One night, in the throes of depression and self-pity, contemplating either suicide or getting drunk (also suicide, as I was at death’s door when I sobered up,) having prayed and meditated (accompanied by the usual shame in thinking there was something wrong with me since it did not and had never worked,) I went outside and laid on my picnic table and looked at the sky.

And at that time I took my first step towards true freedom. I remembered a ten year old boy and his treasures: his microscope and telescope, his magnifying glass and globe. His books of dinosaurs and plate tectonics and ecosystems and astronomy. I found Orion and the Big Dipper, I saw the moon, pulling the tides behind her. I was an invisible dot on an invisible dot and I had never felt more exhilarated. Free. Unchained.

I was not a servant failing some undefined and undefinable authority. I was just a person. As lost as anyone else. A clever ape with the good fortune to be just clever enough to realize that a clever ape is all he is and all he needs be.

A fire had been lit. I devoured new books, new ideas, new ways of thinking and seeing and being. Newton, Einstein, Jung, and Plato. Darwin, Dawkins, Sagan, and Hawking. Chomsky, Paine, Tolstoy, and Nietzsche. I found my ‘gods’ at last: great men, driven to great works in the name of humanity. Just men. No magic, no miracles. Just men with the audacity to throw aside the curtain and show the audience how the trick works.

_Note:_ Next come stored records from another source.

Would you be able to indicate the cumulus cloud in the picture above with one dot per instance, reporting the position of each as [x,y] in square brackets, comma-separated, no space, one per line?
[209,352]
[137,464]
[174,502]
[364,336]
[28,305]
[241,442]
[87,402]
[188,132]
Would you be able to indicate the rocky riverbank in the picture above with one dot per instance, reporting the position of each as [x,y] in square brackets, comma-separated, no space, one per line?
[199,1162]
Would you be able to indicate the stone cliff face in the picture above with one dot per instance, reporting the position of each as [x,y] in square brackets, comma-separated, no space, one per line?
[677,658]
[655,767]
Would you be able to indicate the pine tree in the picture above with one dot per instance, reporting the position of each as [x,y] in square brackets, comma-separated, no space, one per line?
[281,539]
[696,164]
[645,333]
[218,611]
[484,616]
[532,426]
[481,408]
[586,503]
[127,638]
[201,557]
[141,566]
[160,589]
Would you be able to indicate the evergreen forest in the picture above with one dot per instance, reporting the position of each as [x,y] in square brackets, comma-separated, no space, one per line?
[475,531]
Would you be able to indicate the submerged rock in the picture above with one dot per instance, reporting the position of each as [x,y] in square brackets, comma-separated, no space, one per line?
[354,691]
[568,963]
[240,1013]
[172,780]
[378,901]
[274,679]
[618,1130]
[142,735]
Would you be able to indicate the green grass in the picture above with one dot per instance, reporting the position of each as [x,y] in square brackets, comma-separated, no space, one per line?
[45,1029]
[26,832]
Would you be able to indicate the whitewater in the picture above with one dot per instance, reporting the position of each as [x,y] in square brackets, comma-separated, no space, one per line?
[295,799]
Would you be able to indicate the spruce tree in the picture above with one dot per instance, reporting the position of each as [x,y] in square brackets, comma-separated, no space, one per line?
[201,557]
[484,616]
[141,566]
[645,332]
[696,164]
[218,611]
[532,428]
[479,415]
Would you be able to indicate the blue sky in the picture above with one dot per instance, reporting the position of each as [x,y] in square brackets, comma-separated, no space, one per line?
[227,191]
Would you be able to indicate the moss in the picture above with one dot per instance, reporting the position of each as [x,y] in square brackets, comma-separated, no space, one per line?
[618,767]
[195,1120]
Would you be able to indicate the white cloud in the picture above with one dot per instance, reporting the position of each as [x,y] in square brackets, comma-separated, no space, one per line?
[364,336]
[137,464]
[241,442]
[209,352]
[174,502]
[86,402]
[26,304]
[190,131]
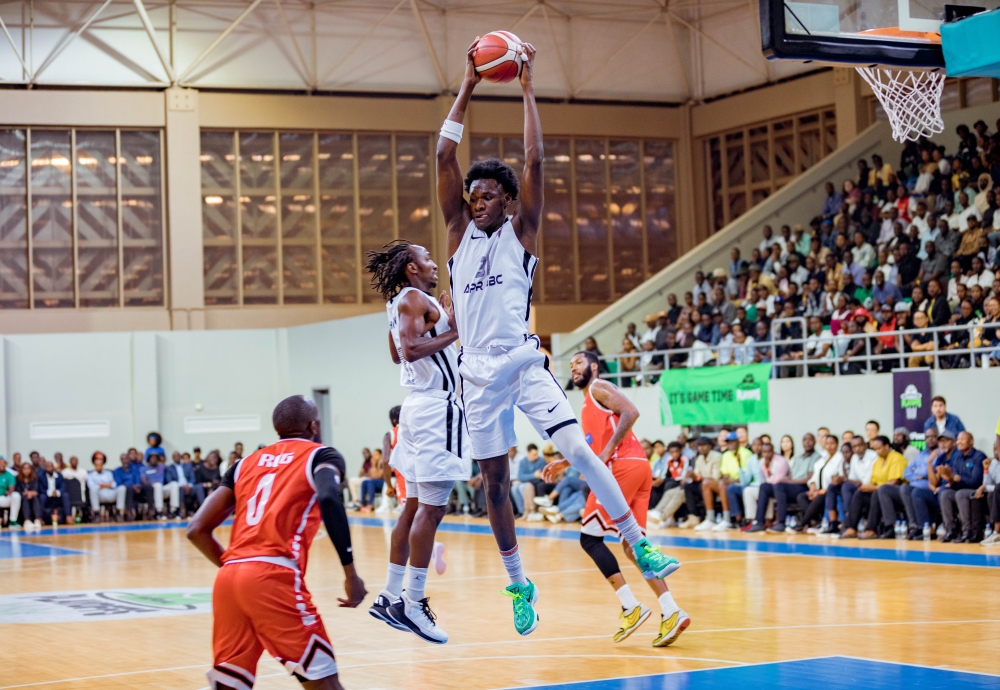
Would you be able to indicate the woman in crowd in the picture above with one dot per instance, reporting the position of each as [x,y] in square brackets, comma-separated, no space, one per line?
[31,503]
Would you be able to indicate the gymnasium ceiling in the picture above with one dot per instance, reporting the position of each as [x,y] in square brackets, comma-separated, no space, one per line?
[639,50]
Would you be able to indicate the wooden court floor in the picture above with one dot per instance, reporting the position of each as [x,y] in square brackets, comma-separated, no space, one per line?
[749,603]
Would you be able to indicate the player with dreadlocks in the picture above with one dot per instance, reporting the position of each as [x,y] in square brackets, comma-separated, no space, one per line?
[428,452]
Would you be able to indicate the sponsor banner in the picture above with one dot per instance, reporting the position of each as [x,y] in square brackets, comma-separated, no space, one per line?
[715,395]
[103,604]
[911,399]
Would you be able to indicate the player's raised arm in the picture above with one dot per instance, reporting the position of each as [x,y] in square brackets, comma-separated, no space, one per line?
[413,325]
[529,214]
[213,512]
[613,399]
[451,186]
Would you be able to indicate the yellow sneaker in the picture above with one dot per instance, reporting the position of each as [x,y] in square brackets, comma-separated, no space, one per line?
[671,628]
[631,621]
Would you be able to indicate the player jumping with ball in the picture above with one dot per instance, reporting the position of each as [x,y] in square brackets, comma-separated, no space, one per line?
[492,265]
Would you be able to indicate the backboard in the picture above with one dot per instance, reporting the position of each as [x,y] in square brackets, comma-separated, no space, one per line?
[902,33]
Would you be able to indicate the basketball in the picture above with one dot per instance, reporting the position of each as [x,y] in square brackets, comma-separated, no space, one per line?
[499,56]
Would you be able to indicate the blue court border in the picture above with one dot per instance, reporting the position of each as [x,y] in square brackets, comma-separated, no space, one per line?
[786,548]
[829,673]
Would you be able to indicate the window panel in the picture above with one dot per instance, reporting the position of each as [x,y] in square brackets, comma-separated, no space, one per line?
[13,220]
[337,222]
[591,220]
[557,230]
[51,219]
[626,215]
[97,218]
[142,219]
[219,229]
[413,185]
[661,235]
[375,207]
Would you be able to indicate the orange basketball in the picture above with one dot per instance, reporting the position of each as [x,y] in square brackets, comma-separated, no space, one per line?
[499,56]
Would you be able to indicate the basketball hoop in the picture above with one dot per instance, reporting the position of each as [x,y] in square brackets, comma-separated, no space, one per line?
[911,100]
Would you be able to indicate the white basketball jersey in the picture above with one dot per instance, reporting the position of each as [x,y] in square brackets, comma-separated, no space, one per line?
[491,287]
[436,372]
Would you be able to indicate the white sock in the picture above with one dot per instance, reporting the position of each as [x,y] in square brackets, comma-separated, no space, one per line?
[512,562]
[668,604]
[629,528]
[394,579]
[629,602]
[416,579]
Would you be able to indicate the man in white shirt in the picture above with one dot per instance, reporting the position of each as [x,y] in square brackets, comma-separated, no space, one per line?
[101,487]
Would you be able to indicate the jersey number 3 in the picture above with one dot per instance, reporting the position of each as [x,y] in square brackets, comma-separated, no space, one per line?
[258,502]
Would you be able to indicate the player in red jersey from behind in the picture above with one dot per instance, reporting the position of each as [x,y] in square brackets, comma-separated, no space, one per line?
[280,494]
[607,418]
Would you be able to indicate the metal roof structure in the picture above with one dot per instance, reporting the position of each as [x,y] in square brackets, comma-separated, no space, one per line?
[619,50]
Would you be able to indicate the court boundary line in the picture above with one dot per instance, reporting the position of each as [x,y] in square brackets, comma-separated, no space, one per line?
[748,546]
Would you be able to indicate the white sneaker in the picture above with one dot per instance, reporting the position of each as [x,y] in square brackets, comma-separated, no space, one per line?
[992,540]
[418,617]
[437,558]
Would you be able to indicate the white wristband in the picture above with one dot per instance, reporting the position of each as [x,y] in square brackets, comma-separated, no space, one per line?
[452,130]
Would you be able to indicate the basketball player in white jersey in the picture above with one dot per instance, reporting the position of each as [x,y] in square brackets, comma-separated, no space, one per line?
[492,265]
[428,451]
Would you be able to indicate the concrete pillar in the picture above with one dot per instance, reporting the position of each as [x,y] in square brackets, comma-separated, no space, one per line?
[849,104]
[685,196]
[186,262]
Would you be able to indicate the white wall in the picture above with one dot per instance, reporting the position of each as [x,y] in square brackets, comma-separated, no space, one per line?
[839,403]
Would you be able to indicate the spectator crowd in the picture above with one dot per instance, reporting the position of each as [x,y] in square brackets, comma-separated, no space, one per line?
[145,486]
[890,254]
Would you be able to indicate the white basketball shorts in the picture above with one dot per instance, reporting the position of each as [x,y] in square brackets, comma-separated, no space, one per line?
[494,381]
[432,439]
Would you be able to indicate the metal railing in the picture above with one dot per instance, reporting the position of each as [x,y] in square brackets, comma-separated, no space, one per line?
[781,353]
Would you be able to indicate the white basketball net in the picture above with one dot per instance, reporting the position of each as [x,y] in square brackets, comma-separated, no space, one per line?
[911,100]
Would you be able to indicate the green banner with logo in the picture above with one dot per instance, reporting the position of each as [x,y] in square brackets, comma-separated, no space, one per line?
[715,395]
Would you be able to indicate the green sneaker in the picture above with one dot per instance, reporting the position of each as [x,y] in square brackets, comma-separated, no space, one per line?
[525,597]
[652,563]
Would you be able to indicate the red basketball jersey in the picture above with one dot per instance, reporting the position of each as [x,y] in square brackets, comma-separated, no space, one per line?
[277,511]
[599,424]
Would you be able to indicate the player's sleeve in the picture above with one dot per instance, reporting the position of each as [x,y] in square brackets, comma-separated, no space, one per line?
[329,469]
[229,480]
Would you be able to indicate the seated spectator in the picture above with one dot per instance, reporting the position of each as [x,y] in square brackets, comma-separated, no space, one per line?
[372,485]
[706,465]
[991,479]
[734,457]
[669,477]
[887,475]
[102,488]
[531,484]
[860,486]
[353,483]
[30,489]
[572,492]
[959,480]
[628,363]
[9,498]
[53,488]
[827,469]
[942,419]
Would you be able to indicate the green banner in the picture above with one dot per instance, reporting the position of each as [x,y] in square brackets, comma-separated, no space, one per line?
[715,395]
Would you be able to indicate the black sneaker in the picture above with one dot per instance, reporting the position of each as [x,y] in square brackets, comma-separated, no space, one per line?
[380,609]
[418,618]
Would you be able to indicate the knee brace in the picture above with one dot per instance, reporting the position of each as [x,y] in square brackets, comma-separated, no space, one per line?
[600,554]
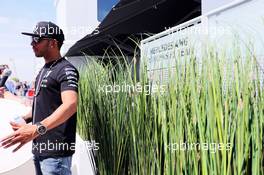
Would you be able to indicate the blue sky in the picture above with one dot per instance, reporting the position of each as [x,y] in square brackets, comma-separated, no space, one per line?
[19,16]
[16,17]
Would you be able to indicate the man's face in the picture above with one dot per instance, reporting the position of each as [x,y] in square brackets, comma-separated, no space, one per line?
[40,46]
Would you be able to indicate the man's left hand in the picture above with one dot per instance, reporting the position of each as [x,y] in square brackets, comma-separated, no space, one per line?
[22,136]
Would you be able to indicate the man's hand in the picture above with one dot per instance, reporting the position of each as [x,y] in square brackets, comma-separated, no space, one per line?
[22,136]
[2,91]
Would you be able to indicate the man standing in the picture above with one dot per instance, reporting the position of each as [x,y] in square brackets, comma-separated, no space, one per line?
[54,107]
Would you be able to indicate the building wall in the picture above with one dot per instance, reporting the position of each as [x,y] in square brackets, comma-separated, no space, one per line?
[77,18]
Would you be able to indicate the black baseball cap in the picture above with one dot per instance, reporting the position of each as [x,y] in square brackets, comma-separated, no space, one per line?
[45,29]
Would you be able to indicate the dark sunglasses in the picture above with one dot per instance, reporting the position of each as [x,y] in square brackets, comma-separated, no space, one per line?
[38,39]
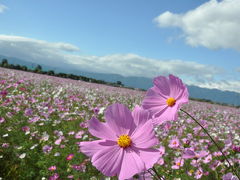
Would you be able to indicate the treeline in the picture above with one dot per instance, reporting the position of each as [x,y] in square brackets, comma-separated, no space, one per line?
[38,69]
[211,102]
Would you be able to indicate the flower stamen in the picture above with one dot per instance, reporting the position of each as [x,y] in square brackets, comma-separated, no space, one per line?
[124,141]
[171,102]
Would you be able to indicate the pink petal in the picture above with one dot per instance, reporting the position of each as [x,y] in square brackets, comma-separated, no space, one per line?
[154,102]
[140,115]
[101,130]
[170,114]
[108,160]
[119,119]
[92,147]
[144,136]
[131,164]
[162,84]
[148,156]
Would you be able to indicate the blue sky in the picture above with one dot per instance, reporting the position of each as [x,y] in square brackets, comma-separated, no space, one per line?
[197,40]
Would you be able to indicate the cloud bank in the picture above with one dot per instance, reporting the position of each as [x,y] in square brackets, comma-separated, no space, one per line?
[212,25]
[60,55]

To love one’s neighbor, to help a suffering stranger, to care when care is not required; these are not supernatural, are not gifts of some Sky Santa. These are the qualities of Man. The same social instincts as any monkey or ape, elevated by our intellect and powered by emotions that seem so very powerful that magic would seem to be the only explanation.

But there is nothing mystical in the magic. But that doesn't prevent it from being magical anymore than a well-executed stage show. There is an explanation, and there are answers, and none of them need a supernatural explanation when a natural one is just as wonderful and, even better, actually answers the questions.

Despite all of his arrogance, his cruelty, his hatred and his violence, Man possesses that which allows him to stand up, to look at himself, his world, his society, his friends and family and neighbors, and choose to change it. A man may say “I will do the best I can with what I have for the sake of others. I will be strong for those that are weak. I will give what I have for those that have not. I will better myself so that I may better us all. Not for the glory of God and not for hope of reward or fear of punishment, but because I love humanity.”


That's what I have to say about it. I don't need prayer for guidance. I don't need God for strength. And I don't say this because I think I'm a great man, I say this because I think Man is great. And I'm damn sure not trying to convert anyone to my way of thinking. I don't want anyone to believe what I believe. I want people to believe what they believe, not what they're told to believe.

Ask questions. Question answers. Learn how to learn. Don't settle for second-hand facts. The entire Universe is at our fingertips.